Se proposant de retourner en Angleterre, Somerville quitta Hamilton en 1868 avec des témoignages d’estime qui lui venaient du maire, des députés de l’endroit et de citoyens éminents. Malheureusement, il dut annuler son voyage à cause de l’assassinat de Thomas D’Arcy McGee*, qui lui avait promis de l’argent pour un « guide de l’émigrant ». Passant par Ottawa, il alla s’établir à Montréal où une nouvelle version du Canadian Illustrated News fut lancée par George-Édouard Desbarats* en 1869. Installé à la St Andrew’s Society Home, Somerville écrivit, jusqu’en 1872, des articles et des éditoriaux pour le News, mais les affaires de Desbarats s’embrouillèrent et, lorsque le journal fut vendu, Somerville revint à Hamilton. En 1873, il déménagea à Toronto où il devint rédacteur en chef du Church Herald. Pendant deux ans, ce journal anglican publia des articles vigoureux de Somerville sur les questions politiques et économiques, et, notamment, sur les importations en provenance des États-Unis et sur Louis Riel. Aux prises avec des difficultés financières, le Church Herald fusionna avec un journal ecclésiastique américain, et la situation de Somerville fut ramenée à celle de « correspondant canadien à la rédaction ». Il continua d’accomplir son travail (qui l’amenait à voyager en Nouvelle-Écosse pour écrire des articles) jusqu’au moment où, en juin 1875, le journal cessa de paraître. Somerville demeura à Toronto en qualité de correspondant littéraire de divers périodiques anglais, gallois, irlandais et écossais, et il rédigea des textes publicitaires à l’adresse des immigrants pour le compte du département de l’Agriculture, qui lui accorda une pension en 1876. Les brochures publiées en 1877 et 1883 à l’intention des immigrants éventuels portent la marque de son style pittoresque, notamment au chapitre intitulé « Why emigrate ? » Dans les années 1870, Somerville était un homme vieilli, énorme (il pesait 300 livres) et excentrique. Son appartement au City Hotel – et plus tard dans une pension de la rue York – était rempli de livres et d’articles découpés dans les journaux britanniques auxquels il envoyait des lettres chaque semaine. Il déménagea finalement dans un hangar en bois où il vécut de porridge froid assaisonné de morceaux d’oignon cru ; de 1880 à 1885, il aurait écrit 5 000 pages de mémoires qui n’ont jamais été retrouvées.

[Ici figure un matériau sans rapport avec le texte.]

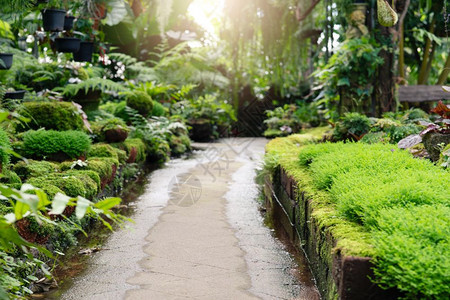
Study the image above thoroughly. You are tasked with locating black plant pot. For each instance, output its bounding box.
[55,37,81,53]
[42,9,66,32]
[64,15,75,31]
[0,53,13,70]
[4,90,26,100]
[73,41,94,62]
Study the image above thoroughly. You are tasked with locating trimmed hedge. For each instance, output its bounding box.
[22,130,91,160]
[297,142,450,299]
[17,101,84,131]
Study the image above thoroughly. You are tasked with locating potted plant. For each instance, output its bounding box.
[42,7,67,32]
[0,53,13,70]
[72,18,96,62]
[54,36,81,53]
[64,15,76,31]
[101,118,130,143]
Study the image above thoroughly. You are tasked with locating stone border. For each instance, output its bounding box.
[263,166,400,300]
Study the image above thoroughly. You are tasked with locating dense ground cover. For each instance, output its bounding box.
[265,133,450,299]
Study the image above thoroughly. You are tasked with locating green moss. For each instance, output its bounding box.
[22,130,91,160]
[112,138,147,163]
[63,170,100,195]
[85,157,118,181]
[88,143,119,160]
[27,175,86,198]
[126,91,153,117]
[0,169,22,190]
[17,101,84,132]
[13,160,60,180]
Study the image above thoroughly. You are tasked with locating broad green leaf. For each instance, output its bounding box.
[94,197,121,211]
[337,77,350,87]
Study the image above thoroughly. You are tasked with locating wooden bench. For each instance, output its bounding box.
[399,85,450,110]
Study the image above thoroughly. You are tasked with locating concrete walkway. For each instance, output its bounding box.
[59,138,318,300]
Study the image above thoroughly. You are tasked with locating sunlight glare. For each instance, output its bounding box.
[188,0,225,41]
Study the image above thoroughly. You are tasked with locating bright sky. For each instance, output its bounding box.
[188,0,225,41]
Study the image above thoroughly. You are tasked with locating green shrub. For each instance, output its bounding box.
[13,160,60,180]
[387,123,421,143]
[22,130,91,160]
[405,108,428,122]
[17,101,84,131]
[333,112,371,141]
[126,91,153,117]
[151,101,166,116]
[359,132,389,144]
[169,135,187,156]
[0,128,11,166]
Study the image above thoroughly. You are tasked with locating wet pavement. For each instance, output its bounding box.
[57,138,319,300]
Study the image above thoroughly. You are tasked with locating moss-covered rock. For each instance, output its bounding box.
[13,160,60,180]
[16,101,84,132]
[27,175,86,198]
[126,91,153,117]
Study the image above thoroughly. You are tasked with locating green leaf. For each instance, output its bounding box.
[337,77,350,87]
[75,196,92,219]
[50,193,71,215]
[94,197,121,211]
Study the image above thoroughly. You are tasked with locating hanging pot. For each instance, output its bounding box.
[4,90,26,100]
[64,15,76,31]
[55,37,81,53]
[73,41,94,62]
[42,9,66,32]
[0,53,13,70]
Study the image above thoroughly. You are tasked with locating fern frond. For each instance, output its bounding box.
[62,78,128,97]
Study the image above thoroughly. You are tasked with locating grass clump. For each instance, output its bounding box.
[22,130,91,160]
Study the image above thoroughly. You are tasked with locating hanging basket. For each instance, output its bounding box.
[4,90,26,100]
[55,37,81,53]
[42,9,66,32]
[64,15,76,31]
[73,41,94,62]
[0,53,13,70]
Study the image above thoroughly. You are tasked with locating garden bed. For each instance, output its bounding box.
[262,131,449,300]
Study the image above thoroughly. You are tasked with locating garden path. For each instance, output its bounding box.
[59,138,319,300]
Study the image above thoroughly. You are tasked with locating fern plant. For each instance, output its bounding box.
[58,78,128,97]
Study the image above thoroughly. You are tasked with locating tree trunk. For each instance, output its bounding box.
[418,17,436,84]
[437,54,450,84]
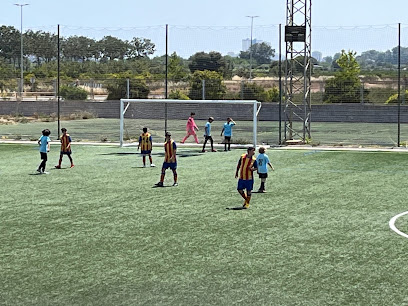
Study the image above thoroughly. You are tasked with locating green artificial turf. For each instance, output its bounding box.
[1,144,408,305]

Homme diligent, expansif, obsédé de sa propre importance, Alexander Somerville garda le sentiment d’avoir rendu un grand service à la population en « contribuant à obtenir l’abolition de la flagellation dans l’armée britannique », en formant l’opinion des gens au sujet de l’Irlande par ses articles signés Whistler at the Plough et en exposant les dangers du pacifisme. Il se fit également une gloire d’avoir contribué « à la littérature utilitaire de l’Amérique du Nord britannique » par ses reportages directs et réalistes. « Ma vie a été un combat, écrivit-il dans Narrative of the Fenian invasion, et mon combat a été [celui des] droits de l’homme. »

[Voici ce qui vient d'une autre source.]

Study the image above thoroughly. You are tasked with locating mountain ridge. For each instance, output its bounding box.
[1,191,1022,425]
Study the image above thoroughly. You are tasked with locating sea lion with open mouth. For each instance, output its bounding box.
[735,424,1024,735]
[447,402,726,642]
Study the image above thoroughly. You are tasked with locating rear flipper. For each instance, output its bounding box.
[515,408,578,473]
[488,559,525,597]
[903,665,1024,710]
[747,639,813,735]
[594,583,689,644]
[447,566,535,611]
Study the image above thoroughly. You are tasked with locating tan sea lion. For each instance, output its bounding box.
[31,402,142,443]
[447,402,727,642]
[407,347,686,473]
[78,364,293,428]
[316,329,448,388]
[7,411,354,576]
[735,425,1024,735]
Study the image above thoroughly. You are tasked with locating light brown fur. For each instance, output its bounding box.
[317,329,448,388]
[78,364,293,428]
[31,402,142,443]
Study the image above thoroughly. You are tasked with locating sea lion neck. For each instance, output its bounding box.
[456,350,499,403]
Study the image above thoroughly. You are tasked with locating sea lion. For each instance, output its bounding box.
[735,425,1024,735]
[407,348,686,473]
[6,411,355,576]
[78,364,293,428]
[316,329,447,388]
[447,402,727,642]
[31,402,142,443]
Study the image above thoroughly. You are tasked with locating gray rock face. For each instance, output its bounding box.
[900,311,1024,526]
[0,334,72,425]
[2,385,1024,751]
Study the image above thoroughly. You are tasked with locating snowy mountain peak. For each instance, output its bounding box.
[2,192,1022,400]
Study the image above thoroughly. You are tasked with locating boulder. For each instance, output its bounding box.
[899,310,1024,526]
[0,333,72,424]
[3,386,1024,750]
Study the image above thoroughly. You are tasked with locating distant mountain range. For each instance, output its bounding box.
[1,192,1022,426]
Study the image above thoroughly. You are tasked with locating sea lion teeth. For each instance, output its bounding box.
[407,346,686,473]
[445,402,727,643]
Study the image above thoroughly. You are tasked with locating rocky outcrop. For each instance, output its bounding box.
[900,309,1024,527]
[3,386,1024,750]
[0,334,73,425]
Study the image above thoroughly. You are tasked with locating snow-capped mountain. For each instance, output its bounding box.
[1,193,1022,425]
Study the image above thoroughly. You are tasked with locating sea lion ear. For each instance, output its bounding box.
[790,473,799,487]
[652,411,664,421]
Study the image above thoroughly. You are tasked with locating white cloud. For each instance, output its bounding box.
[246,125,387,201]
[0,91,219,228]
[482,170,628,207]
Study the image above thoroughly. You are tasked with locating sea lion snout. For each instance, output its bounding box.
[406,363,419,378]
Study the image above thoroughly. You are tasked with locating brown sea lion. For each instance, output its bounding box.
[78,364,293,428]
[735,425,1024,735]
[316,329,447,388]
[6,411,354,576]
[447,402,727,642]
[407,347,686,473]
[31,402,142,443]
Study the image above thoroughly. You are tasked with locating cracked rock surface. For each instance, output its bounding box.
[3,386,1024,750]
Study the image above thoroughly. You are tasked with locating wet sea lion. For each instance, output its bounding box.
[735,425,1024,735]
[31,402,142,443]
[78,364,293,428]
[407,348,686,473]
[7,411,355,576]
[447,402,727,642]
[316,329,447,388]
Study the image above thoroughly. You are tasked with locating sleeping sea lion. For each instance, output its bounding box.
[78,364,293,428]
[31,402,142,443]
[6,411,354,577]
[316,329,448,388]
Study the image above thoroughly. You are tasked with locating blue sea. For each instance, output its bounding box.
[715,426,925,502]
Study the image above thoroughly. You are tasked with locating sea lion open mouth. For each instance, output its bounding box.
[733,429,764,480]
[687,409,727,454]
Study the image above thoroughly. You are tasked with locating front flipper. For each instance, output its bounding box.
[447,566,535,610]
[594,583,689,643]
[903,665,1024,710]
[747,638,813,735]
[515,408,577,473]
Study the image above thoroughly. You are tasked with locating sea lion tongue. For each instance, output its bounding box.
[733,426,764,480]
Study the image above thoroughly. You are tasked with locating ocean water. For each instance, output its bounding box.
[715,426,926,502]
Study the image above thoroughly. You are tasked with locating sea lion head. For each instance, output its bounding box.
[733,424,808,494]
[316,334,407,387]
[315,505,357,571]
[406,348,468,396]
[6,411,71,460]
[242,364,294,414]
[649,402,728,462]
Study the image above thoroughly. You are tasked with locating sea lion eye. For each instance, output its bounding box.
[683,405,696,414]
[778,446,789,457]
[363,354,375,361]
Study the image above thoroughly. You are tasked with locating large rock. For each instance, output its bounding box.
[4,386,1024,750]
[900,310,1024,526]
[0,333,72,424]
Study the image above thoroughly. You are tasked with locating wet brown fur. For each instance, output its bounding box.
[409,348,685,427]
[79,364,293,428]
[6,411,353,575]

Alexander Somerville est l’auteur, entre autres, de : The autobiography of a working man (Londres, 1848 ; nouv. éd., John Carswell, édit., 1951 ; réimpr., 1967) ; Canada, a battle ground ; about a kingdom in America (Hamilton, Ontario, 1862) ; Cobdenic policy the internal enemy of England ; the Peace Society, its combativeness ; Mr. Cobden, his secretiveness ; also, a narrative of historical incidents [...] (Londres, 1854) ; Conservative science of nations, (preliminary instalment), being the first complete narrative of Somerville’s diligent life in the service of public safety in Britain (Montréal et Toronto, 1860), paru également sous le titre de : Narrative of an eventful life : a contribution to the conservative science of nations (Hamilton, 1863) ; History of the British Legion and war in Spain, from personal observation and other authentic sources [...] (Londres, 1839) ; Narrative of the Fenian invasion, of Canada [...] (Hamilton, 1866) ; Warnings to the people on street warfare ; a series of weekly letters [...] (7 part., Londres, 1839) ; The whistler at the plough ; containing travels, statistics, and descriptions of scenery & agricultural customs in most parts of England [...] (3 vol., Manchester, Angl., 1852–1853), les vol. II et III portent le titre Free trade and the League : a biographic history [...] ; Workingman’s witness against the London literary infidels (s.l., 1857). D’autres ouvrages sont répertoriés dans British Museum general catalogue.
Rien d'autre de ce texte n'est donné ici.